Perlahan dia menyusuri jalanan ramai.
“Oh kita kira ngana so pigi dari tadi,” jawab bapak tunanetra.
Tak ada lambaian tangan atau pun jabat tangan. Juga tak ada
anggukkan kepala. Mereka tahu semua gesture itu tak berlaku dalam dunia mereka.

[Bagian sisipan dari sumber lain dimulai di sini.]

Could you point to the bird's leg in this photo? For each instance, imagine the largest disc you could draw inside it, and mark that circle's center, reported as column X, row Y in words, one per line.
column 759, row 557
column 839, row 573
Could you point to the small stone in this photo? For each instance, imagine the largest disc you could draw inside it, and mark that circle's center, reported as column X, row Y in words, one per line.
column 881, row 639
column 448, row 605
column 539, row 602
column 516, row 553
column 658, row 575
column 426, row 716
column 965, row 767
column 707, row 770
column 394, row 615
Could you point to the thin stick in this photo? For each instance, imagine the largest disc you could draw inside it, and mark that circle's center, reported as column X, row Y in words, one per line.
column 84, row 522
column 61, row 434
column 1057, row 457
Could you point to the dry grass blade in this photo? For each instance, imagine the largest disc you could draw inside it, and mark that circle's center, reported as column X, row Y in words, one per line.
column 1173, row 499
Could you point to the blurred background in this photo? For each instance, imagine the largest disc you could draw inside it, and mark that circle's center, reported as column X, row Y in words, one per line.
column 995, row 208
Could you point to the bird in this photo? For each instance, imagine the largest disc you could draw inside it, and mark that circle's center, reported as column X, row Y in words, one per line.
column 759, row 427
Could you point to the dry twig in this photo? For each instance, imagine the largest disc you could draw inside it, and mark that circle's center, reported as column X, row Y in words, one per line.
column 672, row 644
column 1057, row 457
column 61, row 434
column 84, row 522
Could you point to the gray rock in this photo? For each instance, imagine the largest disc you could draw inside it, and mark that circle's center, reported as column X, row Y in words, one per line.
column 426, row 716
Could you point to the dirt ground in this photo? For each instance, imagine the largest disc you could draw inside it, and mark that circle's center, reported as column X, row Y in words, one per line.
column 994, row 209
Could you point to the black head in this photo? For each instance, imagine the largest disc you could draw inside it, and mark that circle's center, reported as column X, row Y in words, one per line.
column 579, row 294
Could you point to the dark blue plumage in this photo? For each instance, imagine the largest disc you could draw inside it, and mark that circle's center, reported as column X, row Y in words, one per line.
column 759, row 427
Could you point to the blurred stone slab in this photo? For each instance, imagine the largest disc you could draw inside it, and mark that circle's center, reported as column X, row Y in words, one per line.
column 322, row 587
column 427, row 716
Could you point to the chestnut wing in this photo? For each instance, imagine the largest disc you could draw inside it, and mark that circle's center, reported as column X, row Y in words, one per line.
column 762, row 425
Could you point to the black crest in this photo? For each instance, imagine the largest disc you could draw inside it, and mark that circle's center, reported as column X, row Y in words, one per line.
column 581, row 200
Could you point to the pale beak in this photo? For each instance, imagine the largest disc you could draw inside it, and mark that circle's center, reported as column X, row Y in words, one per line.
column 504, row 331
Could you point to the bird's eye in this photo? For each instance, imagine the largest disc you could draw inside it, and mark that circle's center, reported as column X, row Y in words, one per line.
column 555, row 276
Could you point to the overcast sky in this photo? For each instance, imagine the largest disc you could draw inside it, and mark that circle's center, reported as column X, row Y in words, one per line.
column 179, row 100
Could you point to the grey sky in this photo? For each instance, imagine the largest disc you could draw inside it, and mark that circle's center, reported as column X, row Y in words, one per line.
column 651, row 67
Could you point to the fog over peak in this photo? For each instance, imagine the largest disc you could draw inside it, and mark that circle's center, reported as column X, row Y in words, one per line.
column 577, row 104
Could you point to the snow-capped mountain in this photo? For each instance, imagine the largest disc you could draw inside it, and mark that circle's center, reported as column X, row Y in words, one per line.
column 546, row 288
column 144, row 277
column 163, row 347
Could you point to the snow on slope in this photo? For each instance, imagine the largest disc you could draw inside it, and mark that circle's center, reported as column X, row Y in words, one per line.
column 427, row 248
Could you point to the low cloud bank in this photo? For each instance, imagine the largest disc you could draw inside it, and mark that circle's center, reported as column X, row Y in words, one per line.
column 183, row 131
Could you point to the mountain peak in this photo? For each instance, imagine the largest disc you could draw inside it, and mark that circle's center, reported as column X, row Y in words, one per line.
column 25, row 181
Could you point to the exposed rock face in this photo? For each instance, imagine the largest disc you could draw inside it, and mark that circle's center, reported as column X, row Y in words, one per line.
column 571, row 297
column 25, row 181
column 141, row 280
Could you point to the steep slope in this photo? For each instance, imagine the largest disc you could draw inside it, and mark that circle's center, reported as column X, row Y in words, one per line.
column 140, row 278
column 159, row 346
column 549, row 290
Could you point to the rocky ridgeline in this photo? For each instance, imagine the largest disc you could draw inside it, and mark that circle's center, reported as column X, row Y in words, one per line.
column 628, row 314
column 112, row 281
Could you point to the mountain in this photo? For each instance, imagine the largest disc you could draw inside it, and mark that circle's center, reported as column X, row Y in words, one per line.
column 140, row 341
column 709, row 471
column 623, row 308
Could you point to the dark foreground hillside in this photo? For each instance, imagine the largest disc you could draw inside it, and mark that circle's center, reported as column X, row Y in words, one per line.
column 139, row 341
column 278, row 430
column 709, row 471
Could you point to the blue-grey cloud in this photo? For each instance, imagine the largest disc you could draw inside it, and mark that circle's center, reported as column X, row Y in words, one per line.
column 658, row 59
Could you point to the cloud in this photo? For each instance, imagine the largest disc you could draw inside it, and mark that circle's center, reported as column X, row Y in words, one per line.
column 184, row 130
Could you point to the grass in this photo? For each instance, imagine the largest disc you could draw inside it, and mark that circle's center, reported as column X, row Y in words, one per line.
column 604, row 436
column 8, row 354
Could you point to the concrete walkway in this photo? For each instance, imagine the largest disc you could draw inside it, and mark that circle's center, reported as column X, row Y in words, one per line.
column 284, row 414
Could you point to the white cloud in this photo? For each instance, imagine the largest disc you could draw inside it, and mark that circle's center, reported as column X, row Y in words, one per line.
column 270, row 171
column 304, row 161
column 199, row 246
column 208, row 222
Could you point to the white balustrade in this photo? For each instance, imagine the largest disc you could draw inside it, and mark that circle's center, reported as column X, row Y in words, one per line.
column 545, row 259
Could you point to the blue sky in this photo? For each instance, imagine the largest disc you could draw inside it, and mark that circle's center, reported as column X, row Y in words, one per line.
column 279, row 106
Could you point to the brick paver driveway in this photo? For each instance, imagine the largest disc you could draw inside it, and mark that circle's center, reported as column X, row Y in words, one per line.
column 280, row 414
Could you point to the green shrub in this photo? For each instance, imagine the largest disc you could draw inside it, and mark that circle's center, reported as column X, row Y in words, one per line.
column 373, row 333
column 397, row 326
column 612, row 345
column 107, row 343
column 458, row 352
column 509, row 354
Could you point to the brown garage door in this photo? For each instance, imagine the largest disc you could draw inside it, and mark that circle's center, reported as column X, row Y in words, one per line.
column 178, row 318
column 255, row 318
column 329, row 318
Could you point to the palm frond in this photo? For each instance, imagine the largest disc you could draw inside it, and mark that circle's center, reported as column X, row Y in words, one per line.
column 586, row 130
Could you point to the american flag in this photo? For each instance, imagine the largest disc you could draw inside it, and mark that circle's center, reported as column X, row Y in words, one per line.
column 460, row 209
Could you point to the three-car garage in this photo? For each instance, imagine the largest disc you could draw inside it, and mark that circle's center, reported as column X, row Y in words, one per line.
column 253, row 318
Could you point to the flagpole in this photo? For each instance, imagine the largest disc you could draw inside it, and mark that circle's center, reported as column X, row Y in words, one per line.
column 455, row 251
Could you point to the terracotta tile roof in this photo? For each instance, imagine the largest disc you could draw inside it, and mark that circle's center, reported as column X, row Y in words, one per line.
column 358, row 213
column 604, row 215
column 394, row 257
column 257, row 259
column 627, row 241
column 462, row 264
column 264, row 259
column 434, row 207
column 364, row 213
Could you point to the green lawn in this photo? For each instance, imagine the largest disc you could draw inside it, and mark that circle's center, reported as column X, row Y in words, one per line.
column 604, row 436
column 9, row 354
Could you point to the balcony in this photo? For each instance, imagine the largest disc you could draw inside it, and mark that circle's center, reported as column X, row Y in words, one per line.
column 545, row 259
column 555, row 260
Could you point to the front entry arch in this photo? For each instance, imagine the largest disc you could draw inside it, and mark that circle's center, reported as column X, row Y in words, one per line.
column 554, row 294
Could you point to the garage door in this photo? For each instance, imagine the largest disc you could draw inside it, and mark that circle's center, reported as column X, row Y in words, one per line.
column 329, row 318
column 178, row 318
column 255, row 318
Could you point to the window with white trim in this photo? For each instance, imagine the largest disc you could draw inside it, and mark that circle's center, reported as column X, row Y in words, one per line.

Tapi aneh, jarang terjadi kesalahpahaman dalam komunikasi para tunanetra.
“Halua! Halua kacang!”
Tiba-tiba muncul rasa ibah dan haru dalam dada. Perlahan si
ibu tunanetra menjauh. Hampir pupus dalam jangkauan mata. Sekilas ku lihat dia
menjelma menjadi ibuku. Bapak tunanetra pula menjelma sebagai ayahku. Ku kejar
si ibu tunanetra dan kuberikan beberapa lembar lima ribuan. Kuberikan juga jumlah
yang sama kepada bapa tunanetra.
Kuingat temanku Kurniawan
sering bilang, “Dengan tak memberi sepeserpun pada orang malang begitu,
kita meluaskan jalan revolusi. Teori-teori tentang ramalan hancurnya
kapitalisme pun akan terwujud.”
Dia selalu melarangku bila memberi uang. “Kita akan
membuatnya jadi malas. Atau bisa saja dia mungkin hanya berpura-pura,” tambahnya.
Teringat pula kalimat dalam buku Emha Ainun Najib, “Terkadang
Tuhan pun masih memberi apa yang kita minta walaupun dia tahu kita sering menipuNya.”